Ear infections can only be diagnosed in the vet’s office. There are many conditions that can cause this same set of symptoms and each one requires a different course of treatment. Your vet will need to take a swab of your dog’s ear and look at it under a microscope. Only then can they tell if the problem is mites, yeast, bacteria, or a more serious underlying problem. Once they have this figured out, then they will set you on the right path to recovery.

The treatment regimen will depend on the cause of your dog’s ear infection. You may be given an oral antibiotic, a cream for the ears, or both, it just depends. Some dogs have to be anesthetized in order to handle the pain of their ears being cleaned and treated. You have to remember that an ear infection can be extremely painful for your dog. It is important to be gentle in treating it.

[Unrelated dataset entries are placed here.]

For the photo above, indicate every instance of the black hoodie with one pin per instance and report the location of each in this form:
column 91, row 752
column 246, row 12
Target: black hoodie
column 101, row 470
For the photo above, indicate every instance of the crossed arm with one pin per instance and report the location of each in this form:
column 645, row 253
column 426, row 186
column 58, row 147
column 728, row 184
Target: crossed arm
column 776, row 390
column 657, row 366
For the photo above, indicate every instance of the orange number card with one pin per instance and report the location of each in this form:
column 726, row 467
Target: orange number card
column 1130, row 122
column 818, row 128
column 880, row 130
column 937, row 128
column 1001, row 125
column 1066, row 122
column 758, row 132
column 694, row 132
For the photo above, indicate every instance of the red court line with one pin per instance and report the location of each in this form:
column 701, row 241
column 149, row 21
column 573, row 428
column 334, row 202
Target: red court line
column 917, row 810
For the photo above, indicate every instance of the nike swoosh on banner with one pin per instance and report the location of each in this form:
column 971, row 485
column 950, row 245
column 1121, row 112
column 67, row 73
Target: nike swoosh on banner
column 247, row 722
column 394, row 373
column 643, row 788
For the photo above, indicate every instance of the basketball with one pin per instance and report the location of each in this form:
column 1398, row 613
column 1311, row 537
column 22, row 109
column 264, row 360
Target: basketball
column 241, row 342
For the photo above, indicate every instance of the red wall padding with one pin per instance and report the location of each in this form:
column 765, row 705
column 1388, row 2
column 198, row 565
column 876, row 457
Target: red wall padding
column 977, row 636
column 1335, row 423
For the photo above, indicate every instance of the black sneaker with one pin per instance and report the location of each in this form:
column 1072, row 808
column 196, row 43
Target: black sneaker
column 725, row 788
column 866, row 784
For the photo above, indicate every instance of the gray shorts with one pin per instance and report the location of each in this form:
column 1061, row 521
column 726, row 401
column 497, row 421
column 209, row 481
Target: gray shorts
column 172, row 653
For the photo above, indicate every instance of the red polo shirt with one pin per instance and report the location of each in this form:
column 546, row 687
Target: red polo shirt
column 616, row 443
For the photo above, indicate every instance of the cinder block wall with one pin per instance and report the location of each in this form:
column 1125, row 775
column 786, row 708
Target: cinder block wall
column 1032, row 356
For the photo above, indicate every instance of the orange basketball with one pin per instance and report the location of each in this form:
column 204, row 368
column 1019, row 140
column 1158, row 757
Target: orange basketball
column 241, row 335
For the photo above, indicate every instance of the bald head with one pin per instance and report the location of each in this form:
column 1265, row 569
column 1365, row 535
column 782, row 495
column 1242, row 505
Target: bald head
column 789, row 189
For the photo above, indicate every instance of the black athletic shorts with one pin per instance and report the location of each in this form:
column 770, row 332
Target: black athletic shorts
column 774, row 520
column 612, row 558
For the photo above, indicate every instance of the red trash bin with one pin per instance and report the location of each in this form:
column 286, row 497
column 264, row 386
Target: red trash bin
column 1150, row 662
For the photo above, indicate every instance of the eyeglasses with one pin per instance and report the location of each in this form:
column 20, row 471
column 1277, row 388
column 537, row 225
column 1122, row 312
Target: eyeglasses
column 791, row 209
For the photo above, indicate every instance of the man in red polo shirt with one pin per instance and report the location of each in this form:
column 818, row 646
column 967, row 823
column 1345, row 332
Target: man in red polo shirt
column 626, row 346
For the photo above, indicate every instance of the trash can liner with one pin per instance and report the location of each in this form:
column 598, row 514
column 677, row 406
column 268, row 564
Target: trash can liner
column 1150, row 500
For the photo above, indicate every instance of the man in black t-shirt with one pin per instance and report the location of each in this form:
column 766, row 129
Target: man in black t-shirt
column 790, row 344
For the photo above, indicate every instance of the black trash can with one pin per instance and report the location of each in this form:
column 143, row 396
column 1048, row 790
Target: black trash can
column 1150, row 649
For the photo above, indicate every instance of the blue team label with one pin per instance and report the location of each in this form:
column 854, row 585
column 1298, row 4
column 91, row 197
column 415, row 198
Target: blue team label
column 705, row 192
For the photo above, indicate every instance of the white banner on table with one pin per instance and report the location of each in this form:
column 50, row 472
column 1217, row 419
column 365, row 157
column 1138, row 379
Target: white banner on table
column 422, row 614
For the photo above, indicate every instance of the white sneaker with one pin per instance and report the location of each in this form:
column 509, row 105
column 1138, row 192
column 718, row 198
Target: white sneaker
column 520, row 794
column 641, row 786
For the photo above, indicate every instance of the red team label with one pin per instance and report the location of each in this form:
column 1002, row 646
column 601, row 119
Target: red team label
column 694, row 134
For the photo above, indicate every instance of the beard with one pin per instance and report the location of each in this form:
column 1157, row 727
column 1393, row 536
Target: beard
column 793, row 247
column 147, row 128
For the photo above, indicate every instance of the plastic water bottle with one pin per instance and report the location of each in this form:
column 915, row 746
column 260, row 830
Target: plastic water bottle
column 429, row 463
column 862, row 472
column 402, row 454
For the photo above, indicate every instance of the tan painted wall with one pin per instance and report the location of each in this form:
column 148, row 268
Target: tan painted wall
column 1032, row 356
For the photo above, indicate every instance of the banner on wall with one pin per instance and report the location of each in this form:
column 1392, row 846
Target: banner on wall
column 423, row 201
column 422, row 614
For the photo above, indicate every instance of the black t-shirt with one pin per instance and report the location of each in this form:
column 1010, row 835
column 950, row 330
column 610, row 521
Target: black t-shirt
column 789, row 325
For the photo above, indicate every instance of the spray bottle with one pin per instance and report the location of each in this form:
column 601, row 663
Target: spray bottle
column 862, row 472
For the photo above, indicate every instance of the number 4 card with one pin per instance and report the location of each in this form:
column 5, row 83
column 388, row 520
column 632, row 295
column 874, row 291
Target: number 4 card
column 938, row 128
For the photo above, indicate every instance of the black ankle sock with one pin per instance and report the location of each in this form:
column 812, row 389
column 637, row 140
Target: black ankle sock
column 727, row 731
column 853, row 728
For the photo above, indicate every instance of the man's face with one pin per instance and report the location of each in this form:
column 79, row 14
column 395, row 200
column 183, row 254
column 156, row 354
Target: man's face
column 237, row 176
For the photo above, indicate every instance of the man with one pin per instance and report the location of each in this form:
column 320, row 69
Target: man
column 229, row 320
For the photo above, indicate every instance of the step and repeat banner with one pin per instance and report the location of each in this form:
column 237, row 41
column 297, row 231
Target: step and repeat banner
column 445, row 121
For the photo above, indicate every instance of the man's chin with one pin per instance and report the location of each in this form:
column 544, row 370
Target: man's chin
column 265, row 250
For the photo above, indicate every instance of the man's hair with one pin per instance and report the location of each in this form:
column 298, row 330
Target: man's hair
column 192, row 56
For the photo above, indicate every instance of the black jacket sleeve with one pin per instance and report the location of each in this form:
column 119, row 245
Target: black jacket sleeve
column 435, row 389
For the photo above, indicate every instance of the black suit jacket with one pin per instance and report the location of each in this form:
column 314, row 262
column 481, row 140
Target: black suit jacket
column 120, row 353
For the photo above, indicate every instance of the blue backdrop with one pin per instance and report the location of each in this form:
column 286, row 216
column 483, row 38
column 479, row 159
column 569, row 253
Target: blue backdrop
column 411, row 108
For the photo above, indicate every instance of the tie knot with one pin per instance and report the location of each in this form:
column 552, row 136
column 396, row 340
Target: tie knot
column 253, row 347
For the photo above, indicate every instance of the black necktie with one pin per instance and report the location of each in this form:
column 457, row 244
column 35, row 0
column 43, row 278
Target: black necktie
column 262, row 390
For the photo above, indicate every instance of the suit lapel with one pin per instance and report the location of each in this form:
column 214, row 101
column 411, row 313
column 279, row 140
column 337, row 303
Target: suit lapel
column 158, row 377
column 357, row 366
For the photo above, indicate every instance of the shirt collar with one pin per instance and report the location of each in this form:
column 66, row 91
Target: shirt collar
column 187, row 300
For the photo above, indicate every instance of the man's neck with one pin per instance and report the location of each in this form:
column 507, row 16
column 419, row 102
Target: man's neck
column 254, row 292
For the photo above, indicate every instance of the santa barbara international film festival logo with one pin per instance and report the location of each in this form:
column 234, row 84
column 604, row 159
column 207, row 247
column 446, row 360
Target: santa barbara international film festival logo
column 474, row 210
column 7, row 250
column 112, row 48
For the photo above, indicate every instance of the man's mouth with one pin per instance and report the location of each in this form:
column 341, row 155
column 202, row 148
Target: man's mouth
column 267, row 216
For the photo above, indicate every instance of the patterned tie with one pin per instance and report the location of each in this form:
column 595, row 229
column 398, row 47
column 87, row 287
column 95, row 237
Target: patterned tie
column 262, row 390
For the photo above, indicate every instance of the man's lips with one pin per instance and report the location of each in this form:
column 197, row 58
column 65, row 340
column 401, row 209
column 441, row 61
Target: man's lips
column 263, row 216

One school of thought around the treatment of ear infections is found in the area of natural cures. There are some very well researched homeopathic remedies such as PetAlive Ear Dr. available on the market that show as good if not better results then what you can get with a prescription. These options use natural herbs and extracts to heal the infection from the source, as well as preventing its spread from one pet to another. While natural cures may not be some pet owners first choice, there is too much strong data there to ignore this option. Make sure that you bring it up when you speak with your vet, because in the long run it might just be better for you and your dog! Homeopathic and natural remedies are increasing in popularity for most pet health issues.

If you follow the vet’s instructions then your pet should make a full recovery. But, if you don’t find and treat the cause of the infection then it will be back before you know it. Take the time to clean your pet’s ears regularly and work with your vet to find the cause. Curing the cause will make both you and your dog much happier in the end.